The Department of Energy has an entire office dedicated to renewables — the $2.1-billion Energy Efficiency and Renewable Energy office — while carbon capture is a smaller part of research at the Office of Fossil Energy, which received less than $1 billion in funding this fiscal year.
On the other hand, supporters of clean coal argue the failed Mississippi plan from Southern Co. should not serve as the test case for the technology because it relied on more complicated coal gasification, not the typical combustion power generators that burn coal for electricity.
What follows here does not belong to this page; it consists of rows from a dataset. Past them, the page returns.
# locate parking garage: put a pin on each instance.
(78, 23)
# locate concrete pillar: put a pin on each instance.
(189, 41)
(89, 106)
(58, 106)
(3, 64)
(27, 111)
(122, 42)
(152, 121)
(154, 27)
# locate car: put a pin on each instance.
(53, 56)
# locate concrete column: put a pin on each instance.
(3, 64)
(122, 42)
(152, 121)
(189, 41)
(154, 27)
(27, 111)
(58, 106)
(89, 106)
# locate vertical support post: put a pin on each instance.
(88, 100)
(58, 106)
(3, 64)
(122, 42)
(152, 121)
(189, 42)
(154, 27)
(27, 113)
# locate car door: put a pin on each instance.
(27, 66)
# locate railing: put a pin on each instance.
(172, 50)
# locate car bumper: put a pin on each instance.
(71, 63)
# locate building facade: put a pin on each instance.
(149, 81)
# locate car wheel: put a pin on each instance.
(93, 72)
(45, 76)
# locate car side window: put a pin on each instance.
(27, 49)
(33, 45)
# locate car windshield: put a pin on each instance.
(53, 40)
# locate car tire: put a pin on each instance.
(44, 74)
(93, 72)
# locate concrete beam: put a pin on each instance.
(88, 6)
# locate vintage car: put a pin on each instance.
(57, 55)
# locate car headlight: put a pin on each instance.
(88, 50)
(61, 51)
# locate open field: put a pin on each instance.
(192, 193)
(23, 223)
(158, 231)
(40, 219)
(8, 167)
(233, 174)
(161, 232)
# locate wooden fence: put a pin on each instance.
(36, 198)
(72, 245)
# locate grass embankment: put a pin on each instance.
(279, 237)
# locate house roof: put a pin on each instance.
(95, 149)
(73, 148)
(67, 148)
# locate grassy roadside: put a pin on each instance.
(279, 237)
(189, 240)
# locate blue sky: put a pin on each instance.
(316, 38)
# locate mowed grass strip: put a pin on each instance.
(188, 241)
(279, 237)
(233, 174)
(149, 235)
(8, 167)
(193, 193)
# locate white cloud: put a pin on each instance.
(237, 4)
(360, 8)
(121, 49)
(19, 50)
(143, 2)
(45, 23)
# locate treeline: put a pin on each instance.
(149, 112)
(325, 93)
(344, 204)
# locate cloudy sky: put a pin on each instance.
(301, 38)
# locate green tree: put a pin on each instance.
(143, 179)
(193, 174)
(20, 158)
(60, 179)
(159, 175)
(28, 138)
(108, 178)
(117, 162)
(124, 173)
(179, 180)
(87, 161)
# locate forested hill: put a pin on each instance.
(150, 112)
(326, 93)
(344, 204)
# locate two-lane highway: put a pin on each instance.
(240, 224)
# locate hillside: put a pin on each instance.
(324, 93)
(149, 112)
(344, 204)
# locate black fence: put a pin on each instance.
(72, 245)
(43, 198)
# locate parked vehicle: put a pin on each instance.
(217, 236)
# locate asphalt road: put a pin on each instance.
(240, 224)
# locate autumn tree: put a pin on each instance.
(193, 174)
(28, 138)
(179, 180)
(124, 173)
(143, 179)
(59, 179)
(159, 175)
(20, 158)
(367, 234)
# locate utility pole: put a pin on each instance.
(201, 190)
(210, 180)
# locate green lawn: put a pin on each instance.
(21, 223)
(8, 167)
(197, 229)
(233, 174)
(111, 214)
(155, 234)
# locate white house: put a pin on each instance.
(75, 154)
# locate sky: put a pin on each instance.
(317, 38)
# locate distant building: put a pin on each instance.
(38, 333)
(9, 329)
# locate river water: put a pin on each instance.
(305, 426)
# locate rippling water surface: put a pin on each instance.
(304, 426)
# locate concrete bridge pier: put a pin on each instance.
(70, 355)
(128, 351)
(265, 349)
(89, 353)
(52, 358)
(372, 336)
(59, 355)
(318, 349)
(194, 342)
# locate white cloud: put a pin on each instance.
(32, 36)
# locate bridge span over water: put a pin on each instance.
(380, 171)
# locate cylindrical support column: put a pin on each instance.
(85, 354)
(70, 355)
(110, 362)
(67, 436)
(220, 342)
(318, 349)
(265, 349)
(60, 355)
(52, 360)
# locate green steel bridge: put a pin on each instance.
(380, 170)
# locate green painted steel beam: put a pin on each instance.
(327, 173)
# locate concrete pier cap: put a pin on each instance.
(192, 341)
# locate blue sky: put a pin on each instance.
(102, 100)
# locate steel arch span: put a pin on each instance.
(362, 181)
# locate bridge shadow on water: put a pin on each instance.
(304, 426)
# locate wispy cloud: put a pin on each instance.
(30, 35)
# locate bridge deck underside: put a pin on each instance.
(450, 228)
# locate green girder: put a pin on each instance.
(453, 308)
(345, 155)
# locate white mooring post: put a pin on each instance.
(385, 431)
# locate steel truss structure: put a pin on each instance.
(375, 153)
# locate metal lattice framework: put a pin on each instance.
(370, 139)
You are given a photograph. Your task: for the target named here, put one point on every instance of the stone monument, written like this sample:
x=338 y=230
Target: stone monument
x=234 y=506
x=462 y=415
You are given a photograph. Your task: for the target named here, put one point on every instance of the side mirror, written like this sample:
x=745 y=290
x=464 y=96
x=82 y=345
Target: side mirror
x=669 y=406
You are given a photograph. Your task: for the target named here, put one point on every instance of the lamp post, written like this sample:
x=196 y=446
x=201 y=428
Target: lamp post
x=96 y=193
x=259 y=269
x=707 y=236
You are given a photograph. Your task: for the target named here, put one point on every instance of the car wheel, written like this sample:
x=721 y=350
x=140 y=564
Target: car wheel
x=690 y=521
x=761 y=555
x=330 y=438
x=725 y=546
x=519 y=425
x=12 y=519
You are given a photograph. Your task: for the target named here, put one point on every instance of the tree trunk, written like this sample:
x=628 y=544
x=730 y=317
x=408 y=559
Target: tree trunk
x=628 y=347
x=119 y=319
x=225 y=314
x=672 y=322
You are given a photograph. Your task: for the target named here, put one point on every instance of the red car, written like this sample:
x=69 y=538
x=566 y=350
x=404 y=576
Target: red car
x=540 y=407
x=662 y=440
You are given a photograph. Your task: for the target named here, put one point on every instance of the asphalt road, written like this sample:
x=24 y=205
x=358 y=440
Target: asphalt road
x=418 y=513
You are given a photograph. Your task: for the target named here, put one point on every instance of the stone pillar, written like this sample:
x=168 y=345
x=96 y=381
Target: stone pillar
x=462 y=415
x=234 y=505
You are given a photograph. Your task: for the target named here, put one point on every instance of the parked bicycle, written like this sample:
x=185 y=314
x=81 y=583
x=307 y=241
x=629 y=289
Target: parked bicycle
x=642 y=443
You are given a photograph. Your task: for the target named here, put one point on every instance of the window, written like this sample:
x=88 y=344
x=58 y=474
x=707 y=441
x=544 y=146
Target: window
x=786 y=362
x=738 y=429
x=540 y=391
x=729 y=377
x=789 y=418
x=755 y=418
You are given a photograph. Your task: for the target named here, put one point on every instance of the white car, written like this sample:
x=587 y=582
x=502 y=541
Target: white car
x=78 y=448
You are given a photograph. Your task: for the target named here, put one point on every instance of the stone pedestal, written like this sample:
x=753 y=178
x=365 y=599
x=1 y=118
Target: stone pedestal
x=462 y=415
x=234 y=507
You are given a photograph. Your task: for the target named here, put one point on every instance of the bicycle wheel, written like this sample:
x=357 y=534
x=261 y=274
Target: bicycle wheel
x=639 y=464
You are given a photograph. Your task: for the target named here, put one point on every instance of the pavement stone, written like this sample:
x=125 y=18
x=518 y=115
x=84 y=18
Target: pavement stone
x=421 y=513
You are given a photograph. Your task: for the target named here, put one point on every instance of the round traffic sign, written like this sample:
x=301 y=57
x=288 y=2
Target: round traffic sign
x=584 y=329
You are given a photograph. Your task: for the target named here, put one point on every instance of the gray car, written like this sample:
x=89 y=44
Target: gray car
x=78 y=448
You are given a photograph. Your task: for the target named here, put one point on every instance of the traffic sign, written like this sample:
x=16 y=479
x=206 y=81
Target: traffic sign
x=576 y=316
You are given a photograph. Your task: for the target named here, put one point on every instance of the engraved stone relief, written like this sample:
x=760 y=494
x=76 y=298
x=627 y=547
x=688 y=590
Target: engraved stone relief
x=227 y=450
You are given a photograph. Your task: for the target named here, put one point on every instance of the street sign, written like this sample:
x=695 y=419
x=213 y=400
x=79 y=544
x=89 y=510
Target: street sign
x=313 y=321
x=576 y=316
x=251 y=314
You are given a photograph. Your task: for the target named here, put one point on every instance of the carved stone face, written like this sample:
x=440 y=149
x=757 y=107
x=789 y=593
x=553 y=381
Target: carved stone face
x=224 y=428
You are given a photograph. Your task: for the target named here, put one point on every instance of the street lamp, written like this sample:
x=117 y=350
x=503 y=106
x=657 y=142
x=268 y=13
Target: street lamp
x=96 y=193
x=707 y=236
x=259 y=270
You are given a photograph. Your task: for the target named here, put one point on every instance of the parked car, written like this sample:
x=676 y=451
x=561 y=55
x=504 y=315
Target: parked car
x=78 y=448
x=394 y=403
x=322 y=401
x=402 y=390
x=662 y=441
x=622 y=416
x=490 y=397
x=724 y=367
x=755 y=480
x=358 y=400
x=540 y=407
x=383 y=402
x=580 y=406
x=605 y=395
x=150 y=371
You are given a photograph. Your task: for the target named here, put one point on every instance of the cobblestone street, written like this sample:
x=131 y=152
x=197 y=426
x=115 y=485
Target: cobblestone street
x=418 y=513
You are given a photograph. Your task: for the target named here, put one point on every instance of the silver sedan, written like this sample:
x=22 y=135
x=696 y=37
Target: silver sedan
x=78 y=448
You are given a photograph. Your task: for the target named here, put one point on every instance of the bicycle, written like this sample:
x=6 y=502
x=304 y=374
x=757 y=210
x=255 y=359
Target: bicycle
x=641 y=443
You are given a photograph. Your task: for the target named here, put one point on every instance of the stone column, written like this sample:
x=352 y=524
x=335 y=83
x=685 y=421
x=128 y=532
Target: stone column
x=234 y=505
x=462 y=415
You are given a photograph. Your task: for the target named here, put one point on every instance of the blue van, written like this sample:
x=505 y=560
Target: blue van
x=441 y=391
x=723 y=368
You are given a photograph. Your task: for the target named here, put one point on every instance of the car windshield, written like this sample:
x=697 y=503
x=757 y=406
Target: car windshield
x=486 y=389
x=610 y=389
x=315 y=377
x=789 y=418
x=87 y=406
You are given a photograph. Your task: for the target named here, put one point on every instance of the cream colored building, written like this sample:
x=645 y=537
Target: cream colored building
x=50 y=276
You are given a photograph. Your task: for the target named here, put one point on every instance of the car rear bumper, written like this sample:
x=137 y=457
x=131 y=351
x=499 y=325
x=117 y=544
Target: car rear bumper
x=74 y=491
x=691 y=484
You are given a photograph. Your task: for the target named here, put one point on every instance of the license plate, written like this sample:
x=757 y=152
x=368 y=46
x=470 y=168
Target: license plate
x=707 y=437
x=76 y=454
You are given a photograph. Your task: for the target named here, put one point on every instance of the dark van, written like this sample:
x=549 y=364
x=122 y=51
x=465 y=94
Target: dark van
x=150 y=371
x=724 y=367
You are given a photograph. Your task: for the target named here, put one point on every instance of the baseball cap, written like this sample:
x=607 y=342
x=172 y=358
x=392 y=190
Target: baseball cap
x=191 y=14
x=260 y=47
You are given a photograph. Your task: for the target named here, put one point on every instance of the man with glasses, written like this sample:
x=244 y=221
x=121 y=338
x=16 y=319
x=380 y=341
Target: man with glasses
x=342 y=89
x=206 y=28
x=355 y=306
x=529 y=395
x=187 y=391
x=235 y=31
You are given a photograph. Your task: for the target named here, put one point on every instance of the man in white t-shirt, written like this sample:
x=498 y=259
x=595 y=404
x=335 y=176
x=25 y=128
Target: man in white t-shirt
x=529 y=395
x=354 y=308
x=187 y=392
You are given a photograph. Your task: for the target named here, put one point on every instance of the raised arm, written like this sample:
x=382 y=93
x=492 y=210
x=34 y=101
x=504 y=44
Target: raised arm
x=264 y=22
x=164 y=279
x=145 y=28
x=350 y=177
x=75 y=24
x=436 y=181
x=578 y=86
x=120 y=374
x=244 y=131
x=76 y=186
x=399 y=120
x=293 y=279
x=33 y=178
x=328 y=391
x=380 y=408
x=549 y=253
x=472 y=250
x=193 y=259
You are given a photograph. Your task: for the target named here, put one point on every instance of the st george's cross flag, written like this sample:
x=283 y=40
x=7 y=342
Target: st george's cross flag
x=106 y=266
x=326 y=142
“One project not moving forward, especially when it isn’t because of problems related to carbon capture technology, shouldn’t act as a signal that carbon capture doesn’t have a future or that there shouldn’t be more incentives for carbon capture,” Erin Burns, clean energy policy adviser for the progressive advocacy group Third Way, said last week in an interview.
She pointed to NRG Energy Inc.’s PetraNova project in Texas as an example of a clean coal plant that opened on budget and on time, in January 2017. PetraNova captures carbon dioxide emitted post-combustion, operating as a standard combustion rate power plant.
Skeptics of carbon capture, such as David Schlissel, director of resource planning analysis at the Institute for Energy Economics and Financial Analysis, say PetraNova is too new to be considered a reliable and effective use of ratepayers’ money.
Schlissel also testified against Southern Co. for their Kemper plan, opposing the high cost from developing the technology with ratepayers footing the bill.
“You can’t base your energy future on something that hasn’t been proven to work economically,” Schlissel said in an interview Thursday.
This story has been updated to clarify Munson’s comments on hydrogen production.